5. Instead of utilizing a centralized clearing house, the settlement can be enabled by smart contract that checks the available balance in payer’s account and then initiates a fund transfer to payee’s account.
6. All settlements can be managed by smart contracts and can be done on a net or gross basis.
A bill of exchange is transferable, so the drawee may find themself paying an entirely different party than it initially agreed to pay. The payee can transfer the bill to another party by endorsing the back of the document.
A payee may sell a bill of exchange to another party for a discounted price in order to obtain funds prior to the payment date specified on the bill. The discount represents the interest cost associated with being paid early.

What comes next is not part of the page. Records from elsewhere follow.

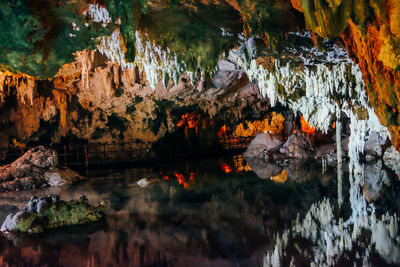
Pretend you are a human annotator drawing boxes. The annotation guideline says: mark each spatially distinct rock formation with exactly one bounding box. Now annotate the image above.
[1,195,104,234]
[0,146,84,191]
[292,0,400,150]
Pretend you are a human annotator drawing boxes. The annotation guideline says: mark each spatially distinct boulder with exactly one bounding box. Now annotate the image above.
[243,133,282,159]
[314,144,337,164]
[383,146,400,175]
[1,195,105,233]
[279,131,314,159]
[0,146,84,191]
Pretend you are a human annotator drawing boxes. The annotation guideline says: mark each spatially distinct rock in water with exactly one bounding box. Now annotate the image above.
[279,131,314,159]
[1,195,105,233]
[243,133,282,159]
[0,146,84,191]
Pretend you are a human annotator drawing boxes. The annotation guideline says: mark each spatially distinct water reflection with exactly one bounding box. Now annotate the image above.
[0,156,400,266]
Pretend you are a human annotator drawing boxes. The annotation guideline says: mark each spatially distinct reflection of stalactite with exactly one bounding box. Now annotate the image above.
[81,50,92,90]
[335,107,343,207]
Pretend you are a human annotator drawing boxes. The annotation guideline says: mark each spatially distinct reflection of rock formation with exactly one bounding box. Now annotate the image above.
[361,160,390,202]
[245,158,283,179]
[0,162,340,266]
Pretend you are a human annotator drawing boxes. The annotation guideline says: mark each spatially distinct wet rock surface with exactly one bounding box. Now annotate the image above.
[1,195,105,233]
[0,146,84,191]
[279,131,314,159]
[244,133,283,158]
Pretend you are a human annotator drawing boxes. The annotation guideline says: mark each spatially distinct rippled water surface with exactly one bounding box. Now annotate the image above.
[0,156,400,266]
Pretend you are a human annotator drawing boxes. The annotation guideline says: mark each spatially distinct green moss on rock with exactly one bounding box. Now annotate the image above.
[1,195,105,233]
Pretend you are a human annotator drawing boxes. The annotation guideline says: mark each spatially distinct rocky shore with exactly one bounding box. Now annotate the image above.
[0,146,84,192]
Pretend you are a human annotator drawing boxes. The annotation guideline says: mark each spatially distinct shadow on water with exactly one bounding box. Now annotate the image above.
[0,156,400,266]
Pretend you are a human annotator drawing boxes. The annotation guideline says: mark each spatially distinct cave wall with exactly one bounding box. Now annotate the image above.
[291,0,400,150]
[0,50,269,147]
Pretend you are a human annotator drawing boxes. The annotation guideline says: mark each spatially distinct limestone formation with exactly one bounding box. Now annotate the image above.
[0,146,84,191]
[279,131,314,159]
[1,195,105,234]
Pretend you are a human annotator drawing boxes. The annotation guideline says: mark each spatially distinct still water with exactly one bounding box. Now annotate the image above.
[0,156,400,267]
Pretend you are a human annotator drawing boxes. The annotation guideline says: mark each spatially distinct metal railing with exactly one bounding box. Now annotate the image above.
[0,136,254,167]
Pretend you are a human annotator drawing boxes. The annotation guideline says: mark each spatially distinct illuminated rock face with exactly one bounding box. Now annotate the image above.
[0,51,269,146]
[292,0,400,150]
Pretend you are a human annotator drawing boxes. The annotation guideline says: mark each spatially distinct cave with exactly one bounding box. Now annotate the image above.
[0,0,400,267]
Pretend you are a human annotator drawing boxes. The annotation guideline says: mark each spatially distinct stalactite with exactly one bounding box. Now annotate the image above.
[336,106,343,207]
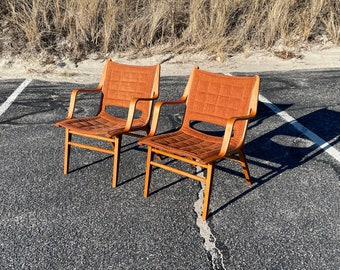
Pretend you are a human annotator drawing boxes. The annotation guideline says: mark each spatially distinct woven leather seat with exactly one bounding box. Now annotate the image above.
[139,67,260,220]
[56,60,160,187]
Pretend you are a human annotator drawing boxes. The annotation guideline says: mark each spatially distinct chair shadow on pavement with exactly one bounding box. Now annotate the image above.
[210,102,340,216]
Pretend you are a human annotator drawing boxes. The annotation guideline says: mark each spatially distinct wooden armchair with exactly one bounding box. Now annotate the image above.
[139,67,260,220]
[56,60,160,187]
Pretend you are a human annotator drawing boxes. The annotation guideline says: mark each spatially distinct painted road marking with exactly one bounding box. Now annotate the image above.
[259,95,340,162]
[0,79,32,116]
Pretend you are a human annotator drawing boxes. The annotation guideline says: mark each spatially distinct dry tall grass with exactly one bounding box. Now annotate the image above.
[0,0,340,59]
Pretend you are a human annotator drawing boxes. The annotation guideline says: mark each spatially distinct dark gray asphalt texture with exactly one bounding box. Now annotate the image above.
[0,69,340,270]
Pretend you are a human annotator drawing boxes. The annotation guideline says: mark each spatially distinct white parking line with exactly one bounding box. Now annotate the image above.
[259,95,340,162]
[0,79,32,116]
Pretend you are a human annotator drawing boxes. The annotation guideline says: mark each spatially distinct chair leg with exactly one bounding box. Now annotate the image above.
[144,146,153,197]
[202,163,215,220]
[112,136,122,188]
[64,129,72,174]
[238,149,252,186]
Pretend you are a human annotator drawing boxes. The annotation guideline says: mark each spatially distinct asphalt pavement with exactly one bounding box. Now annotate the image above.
[0,69,340,270]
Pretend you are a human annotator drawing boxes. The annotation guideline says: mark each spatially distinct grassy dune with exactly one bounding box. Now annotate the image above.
[0,0,340,60]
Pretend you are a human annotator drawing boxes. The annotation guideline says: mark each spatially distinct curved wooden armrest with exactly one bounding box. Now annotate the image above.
[124,95,158,132]
[66,87,101,119]
[148,96,186,137]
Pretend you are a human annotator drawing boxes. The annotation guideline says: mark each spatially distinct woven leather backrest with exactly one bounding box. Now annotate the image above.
[102,60,158,118]
[183,69,258,139]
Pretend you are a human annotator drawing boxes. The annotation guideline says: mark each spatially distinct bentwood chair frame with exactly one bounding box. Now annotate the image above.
[139,67,260,220]
[56,60,160,187]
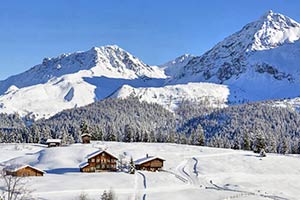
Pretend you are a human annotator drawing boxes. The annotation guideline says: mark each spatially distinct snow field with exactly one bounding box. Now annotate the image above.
[0,142,300,200]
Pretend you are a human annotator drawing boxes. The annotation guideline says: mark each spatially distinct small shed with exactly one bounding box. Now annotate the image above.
[81,133,92,144]
[46,139,61,147]
[134,154,165,172]
[3,165,45,177]
[79,150,118,172]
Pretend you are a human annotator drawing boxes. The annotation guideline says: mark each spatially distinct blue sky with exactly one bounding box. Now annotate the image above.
[0,0,300,80]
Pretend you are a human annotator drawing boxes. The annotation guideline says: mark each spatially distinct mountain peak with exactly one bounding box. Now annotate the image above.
[251,10,300,51]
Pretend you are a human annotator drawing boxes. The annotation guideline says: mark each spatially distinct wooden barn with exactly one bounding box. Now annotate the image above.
[134,154,165,172]
[81,133,92,144]
[46,139,61,147]
[79,150,118,172]
[3,165,45,177]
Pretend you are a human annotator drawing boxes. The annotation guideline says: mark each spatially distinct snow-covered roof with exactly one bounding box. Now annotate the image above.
[79,162,89,168]
[87,150,118,160]
[81,133,92,137]
[134,156,165,165]
[46,139,61,143]
[3,164,46,173]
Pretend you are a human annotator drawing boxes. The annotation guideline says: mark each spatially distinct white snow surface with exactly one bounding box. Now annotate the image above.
[111,83,229,111]
[0,11,300,119]
[168,11,300,102]
[0,46,166,119]
[0,141,300,200]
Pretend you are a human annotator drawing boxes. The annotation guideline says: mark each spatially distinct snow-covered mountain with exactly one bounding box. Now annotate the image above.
[0,46,166,118]
[159,54,195,77]
[111,83,229,111]
[0,11,300,118]
[168,11,300,101]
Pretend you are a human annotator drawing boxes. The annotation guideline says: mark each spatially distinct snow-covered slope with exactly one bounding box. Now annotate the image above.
[111,83,229,111]
[160,54,195,77]
[169,11,300,101]
[0,141,300,200]
[0,46,166,118]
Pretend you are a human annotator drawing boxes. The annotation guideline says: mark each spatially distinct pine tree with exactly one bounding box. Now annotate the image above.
[129,157,135,174]
[123,124,133,142]
[243,133,251,151]
[253,131,266,153]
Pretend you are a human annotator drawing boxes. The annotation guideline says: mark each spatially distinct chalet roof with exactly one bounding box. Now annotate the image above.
[79,162,89,168]
[87,150,118,160]
[134,156,165,165]
[46,139,61,143]
[3,164,46,173]
[81,133,92,137]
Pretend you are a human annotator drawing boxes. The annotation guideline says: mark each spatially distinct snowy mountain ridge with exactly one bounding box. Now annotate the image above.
[168,11,300,102]
[0,11,300,118]
[0,45,165,94]
[0,45,166,119]
[110,83,229,111]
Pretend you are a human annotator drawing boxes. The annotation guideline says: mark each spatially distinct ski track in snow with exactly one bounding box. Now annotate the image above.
[138,171,147,200]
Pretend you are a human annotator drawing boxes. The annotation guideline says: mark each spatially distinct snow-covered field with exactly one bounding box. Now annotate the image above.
[0,142,300,200]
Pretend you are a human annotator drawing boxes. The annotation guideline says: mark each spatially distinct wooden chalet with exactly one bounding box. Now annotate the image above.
[81,133,92,144]
[46,139,61,147]
[134,154,165,172]
[79,150,118,172]
[3,165,45,177]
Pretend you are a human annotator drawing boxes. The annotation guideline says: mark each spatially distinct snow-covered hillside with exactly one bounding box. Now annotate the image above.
[111,83,229,111]
[0,142,300,200]
[160,54,195,77]
[0,46,166,118]
[169,11,300,101]
[0,11,300,118]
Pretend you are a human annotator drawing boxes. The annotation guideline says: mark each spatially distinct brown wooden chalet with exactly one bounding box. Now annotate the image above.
[46,139,61,147]
[134,154,165,172]
[3,165,45,177]
[81,133,92,144]
[79,150,118,172]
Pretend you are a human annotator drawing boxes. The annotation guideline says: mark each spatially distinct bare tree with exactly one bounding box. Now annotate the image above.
[0,170,33,200]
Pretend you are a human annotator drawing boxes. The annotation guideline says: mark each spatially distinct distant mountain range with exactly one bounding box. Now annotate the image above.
[0,11,300,118]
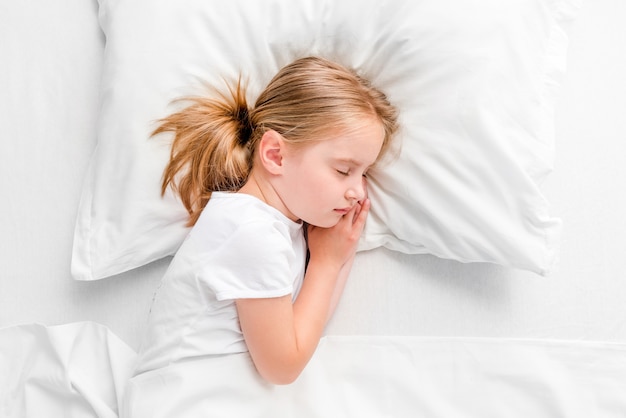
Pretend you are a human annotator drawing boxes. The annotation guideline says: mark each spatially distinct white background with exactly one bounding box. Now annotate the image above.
[0,0,626,347]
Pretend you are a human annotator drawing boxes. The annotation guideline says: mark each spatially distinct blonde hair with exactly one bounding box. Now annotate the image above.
[153,57,397,226]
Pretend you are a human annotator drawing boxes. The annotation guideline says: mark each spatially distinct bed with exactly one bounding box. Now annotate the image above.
[0,0,626,417]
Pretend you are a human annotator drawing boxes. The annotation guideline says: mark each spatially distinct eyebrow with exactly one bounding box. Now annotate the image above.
[335,157,376,169]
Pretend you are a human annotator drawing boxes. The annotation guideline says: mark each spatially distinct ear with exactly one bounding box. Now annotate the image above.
[258,129,285,174]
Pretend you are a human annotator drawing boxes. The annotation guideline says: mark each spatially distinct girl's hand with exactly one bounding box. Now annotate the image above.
[307,198,370,267]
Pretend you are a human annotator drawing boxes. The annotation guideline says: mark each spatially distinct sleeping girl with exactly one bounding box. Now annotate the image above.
[122,57,397,417]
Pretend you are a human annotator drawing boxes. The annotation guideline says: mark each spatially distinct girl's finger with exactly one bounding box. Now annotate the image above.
[353,199,371,229]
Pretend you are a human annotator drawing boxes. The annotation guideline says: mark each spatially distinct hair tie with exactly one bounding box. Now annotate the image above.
[235,106,254,145]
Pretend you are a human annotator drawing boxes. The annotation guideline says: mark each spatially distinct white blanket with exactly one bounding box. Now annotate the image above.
[0,323,626,418]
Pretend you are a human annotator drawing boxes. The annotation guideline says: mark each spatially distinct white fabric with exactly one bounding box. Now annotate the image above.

A bill of exchange does not usually include a requirement to pay interest. If interest is to be paid, then the percentage interest rate is stated on the document. If a bill does not pay interest, then it is effectively a post-dated check.
The Road Ahead
Currently a lot of time, effort, and cost goes into ensuring that the cheque is genuine, signatures are matching, and that there is enough balance in the account. All of this can be automated using smart contracts and made more secure while reducing the risks associated with current processes. Blockchain provides a clear advantage in such cases where there is handover of assets, authentication at various stages, chances of forgery, reconciliations etc. and assigns clear ownership of any asset, a bill of exchange in this case.
The ideas presented above are incremental in nature, building around what happens today. If Blockchain continues to mature as everyone is expecting, it has the potential to change the core of all interactions whether its B2B, B2C or C2C.